Day unequivocally the best in the world
Jason Day’s win at The Players did much more than just further swell a bulging bank account and the gap to the next best in the Official World Golf Rankings.
It was a big step for the Queenslander, winning for the first time when ranked No. 1, and reaching double figures in PGA TOUR wins (10) when it seemed not that long ago that he was treading water with just one victory in the 2010 Byron Nelson Classic.
Jason Day mobbed by the media after his win at the 2016 Players Championship on Sunday (Credit: www.golffile.ie)
He also knows winning such prestigious events as The Players may see him joining many of his idols in the Hall of Fame one day.
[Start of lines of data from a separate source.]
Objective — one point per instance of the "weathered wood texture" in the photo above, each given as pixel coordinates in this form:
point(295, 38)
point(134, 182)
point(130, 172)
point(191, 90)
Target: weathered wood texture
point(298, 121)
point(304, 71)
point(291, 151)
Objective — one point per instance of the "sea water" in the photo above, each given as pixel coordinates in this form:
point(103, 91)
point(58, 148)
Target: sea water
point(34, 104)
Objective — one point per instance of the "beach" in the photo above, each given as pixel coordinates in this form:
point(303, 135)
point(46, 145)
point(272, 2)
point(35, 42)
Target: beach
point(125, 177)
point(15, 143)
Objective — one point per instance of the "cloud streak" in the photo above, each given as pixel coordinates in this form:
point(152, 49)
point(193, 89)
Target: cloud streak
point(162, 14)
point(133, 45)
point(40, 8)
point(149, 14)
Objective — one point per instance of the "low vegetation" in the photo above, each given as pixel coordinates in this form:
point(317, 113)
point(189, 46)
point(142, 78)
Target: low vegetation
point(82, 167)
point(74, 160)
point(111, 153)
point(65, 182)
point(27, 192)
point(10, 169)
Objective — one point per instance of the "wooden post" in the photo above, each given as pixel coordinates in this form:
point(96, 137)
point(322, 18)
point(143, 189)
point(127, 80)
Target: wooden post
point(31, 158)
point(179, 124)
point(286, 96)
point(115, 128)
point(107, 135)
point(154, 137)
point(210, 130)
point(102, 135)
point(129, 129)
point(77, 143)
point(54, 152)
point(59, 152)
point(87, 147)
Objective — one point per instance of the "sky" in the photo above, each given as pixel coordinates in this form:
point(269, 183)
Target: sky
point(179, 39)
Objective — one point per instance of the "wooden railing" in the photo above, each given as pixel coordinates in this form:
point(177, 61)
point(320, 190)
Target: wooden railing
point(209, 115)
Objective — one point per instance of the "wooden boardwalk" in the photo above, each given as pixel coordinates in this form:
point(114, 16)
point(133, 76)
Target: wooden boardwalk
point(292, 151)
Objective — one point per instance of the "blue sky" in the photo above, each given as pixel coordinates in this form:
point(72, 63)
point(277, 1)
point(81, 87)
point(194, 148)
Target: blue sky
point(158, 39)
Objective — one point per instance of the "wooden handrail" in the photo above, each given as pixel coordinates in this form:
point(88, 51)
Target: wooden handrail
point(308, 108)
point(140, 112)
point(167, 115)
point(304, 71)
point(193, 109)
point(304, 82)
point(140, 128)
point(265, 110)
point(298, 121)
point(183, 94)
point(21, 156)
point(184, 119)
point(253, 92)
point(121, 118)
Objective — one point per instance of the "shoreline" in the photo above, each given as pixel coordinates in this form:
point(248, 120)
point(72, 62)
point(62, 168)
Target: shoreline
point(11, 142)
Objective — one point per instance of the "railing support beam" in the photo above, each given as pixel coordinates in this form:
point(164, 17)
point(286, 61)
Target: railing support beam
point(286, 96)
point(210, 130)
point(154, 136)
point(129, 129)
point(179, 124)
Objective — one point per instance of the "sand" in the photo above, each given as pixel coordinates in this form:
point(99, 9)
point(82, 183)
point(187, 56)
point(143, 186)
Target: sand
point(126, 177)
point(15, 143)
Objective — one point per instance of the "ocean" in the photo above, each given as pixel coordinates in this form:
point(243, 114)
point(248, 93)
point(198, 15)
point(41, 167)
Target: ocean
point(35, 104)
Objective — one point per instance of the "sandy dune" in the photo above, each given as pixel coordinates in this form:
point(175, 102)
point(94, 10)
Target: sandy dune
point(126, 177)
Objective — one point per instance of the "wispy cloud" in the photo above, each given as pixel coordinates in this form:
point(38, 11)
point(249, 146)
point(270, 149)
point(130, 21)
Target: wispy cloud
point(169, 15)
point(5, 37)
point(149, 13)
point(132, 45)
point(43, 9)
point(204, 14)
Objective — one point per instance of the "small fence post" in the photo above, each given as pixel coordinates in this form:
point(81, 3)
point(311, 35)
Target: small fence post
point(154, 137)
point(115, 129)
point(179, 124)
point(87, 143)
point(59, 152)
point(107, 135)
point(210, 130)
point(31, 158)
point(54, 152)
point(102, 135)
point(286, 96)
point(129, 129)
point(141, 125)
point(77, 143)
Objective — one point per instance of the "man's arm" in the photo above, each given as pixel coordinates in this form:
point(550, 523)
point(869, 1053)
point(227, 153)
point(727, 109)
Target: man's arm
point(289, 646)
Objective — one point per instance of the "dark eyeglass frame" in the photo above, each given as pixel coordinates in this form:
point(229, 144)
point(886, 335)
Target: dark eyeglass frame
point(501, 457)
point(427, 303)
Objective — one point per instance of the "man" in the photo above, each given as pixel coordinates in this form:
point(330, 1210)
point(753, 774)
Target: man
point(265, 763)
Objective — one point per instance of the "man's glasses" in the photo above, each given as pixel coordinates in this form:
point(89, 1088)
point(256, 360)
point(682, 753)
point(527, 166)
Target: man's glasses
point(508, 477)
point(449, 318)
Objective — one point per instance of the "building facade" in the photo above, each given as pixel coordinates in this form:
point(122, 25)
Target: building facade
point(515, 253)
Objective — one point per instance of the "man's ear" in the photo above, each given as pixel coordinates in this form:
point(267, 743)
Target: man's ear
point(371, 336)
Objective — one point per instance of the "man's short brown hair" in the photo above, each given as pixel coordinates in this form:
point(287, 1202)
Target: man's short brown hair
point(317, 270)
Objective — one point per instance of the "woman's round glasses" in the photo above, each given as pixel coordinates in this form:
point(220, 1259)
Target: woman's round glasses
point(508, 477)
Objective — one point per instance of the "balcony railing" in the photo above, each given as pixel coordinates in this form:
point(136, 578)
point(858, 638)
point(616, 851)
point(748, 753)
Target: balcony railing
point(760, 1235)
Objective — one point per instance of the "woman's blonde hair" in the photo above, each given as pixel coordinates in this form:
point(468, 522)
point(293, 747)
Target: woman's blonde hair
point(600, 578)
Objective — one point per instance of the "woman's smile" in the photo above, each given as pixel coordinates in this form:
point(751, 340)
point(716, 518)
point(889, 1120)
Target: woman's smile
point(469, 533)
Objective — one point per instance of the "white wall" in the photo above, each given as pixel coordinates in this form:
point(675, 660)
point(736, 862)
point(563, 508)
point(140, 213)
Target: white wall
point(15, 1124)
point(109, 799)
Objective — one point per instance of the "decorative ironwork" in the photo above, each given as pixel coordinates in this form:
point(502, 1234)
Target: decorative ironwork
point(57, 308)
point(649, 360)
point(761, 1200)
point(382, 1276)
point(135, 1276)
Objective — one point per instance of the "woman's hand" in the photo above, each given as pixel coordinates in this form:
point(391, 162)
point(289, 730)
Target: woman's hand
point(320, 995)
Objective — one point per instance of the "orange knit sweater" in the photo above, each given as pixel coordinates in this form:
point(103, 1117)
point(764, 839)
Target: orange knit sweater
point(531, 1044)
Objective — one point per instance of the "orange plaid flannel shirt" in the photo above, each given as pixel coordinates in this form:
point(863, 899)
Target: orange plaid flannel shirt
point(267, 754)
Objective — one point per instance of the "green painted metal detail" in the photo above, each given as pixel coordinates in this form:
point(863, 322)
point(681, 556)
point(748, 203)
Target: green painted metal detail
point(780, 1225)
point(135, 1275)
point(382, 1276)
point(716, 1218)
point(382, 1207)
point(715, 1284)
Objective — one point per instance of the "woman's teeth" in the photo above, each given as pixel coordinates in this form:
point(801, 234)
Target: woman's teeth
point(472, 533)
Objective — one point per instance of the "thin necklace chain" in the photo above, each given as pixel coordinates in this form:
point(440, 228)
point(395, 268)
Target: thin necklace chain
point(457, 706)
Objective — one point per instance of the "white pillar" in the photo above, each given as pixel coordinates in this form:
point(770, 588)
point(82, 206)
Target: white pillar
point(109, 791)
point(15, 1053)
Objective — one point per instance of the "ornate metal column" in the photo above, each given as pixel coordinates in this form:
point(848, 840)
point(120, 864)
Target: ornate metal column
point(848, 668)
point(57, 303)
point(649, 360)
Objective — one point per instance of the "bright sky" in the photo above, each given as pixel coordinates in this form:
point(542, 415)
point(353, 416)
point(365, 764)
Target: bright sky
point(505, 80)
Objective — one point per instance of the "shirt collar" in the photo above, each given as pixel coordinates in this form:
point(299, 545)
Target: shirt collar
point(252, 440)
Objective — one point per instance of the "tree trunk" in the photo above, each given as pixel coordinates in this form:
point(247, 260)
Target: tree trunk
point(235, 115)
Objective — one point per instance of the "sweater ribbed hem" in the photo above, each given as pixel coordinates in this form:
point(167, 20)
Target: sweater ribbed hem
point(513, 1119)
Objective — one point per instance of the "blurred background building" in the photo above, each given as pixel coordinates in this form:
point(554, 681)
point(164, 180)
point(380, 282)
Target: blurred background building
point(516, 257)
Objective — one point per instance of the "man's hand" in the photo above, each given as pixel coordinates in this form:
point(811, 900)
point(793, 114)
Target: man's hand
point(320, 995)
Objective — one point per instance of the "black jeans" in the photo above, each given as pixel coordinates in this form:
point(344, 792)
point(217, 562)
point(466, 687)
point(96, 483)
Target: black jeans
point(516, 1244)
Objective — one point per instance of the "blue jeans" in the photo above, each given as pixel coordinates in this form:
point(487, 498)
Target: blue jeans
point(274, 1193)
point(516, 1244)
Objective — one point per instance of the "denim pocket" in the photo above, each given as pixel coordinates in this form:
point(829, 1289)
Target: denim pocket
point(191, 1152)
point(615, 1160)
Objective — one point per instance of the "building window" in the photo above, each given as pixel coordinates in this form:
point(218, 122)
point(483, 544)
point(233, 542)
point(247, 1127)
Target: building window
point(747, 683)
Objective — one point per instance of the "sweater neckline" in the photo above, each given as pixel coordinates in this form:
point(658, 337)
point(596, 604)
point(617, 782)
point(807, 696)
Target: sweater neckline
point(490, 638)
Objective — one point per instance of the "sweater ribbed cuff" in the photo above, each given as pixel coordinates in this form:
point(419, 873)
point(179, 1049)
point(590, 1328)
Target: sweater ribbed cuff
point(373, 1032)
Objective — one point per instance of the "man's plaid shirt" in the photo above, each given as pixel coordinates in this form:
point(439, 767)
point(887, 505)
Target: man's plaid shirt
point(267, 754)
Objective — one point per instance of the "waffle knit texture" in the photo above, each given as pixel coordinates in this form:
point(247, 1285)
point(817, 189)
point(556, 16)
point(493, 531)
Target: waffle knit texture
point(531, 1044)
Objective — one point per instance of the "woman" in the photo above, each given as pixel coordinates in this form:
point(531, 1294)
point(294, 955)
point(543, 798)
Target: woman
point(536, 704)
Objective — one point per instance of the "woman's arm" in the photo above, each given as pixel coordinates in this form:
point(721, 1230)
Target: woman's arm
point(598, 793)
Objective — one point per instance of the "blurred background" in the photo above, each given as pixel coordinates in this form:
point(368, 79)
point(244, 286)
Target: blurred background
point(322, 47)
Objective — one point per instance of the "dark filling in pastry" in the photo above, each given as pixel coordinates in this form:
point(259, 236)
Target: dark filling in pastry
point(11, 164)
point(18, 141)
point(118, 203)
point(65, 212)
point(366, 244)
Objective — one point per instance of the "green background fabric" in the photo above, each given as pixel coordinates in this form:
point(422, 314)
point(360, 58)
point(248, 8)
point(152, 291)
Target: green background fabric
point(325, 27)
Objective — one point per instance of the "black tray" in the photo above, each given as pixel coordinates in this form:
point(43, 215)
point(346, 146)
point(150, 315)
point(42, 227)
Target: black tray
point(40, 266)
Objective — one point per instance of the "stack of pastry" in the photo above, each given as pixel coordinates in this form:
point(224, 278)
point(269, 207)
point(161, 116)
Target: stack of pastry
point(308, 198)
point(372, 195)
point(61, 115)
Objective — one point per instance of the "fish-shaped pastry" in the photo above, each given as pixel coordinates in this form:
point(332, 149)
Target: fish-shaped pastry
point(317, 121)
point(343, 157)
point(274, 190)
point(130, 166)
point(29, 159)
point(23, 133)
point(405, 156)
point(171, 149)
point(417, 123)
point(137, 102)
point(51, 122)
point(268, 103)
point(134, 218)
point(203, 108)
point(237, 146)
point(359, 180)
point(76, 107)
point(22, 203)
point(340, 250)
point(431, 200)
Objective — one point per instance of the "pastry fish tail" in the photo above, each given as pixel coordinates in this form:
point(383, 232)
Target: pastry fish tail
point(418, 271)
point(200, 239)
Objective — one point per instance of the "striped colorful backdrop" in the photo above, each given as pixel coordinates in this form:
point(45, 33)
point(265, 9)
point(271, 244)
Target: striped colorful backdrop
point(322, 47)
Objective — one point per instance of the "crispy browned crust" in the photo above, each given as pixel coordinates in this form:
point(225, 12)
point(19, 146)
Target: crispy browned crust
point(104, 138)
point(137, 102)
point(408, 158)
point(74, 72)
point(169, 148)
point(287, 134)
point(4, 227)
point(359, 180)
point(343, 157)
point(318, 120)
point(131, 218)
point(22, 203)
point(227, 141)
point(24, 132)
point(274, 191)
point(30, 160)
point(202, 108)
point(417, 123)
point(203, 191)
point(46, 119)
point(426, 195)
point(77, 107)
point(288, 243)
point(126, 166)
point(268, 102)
Adam Scott called Day’s recent form ‘Tiger-esque’ and the imposing figure he is rapidly ascending to on course seems to be having a similar effect on those mentioned in the same sentence as him as one of the ‘Big Three’ in world golf.
In his first start back from a meltdown of epic proportions on the back nine at Augusta in April, No. 2 Jordan Spieth was paired with the rampant Australian over the opening two rounds and was left reeling, not unlike when he threw his Sunday best at Day but came up short on the final day at Whistling Straits at the PGA Championship last year.
Spieth missed the cut at The Players and a prominent factor in that result was Day’s presence.
“It’s tough when you’re getting shellacked by 15 shots in the same group, you know?” said Spieth, “When somebody’s birdieing almost every single hole, every other hole, you start to wonder why in the world you aren’t making all of them.”
“For me, it was tough this week, without my putting being on. It just led to a lack of patience for me, seeing every hole being birdied and not being able to do much about it.”
The other member of the supposed great triumvirate – Rory McIlroy – put up a creditable performance to tie for 12th place but told all who would listen that things were ‘just not clicking’ for him.
This was especially so on the greens where the Irishman is still coming to terms with his left hand below right method he adopted several weeks ago in his quest for his first victory of 2016.
Both have their work cut out over the summer to lift their games to match the level being set by Day, who has a point to prove in a few weeks’ time at the U.S. Open at Oakmont after being hamstrung by health issues when well positioned at Chambers Bay last year.
For so many years, the Queenslander had openly expressed his desire to reach the number one ranking one day and to emulate the feats of the people he looks up to in Tiger Woods and Greg Norman, who were both dominant world number one players for extended periods.
After the events at Ponte Vedra Beach this past week, Day has joined a level that Woods and Norman reached in that he is unequivocally the ‘best’ player in the world right now, not simply the number one ranked.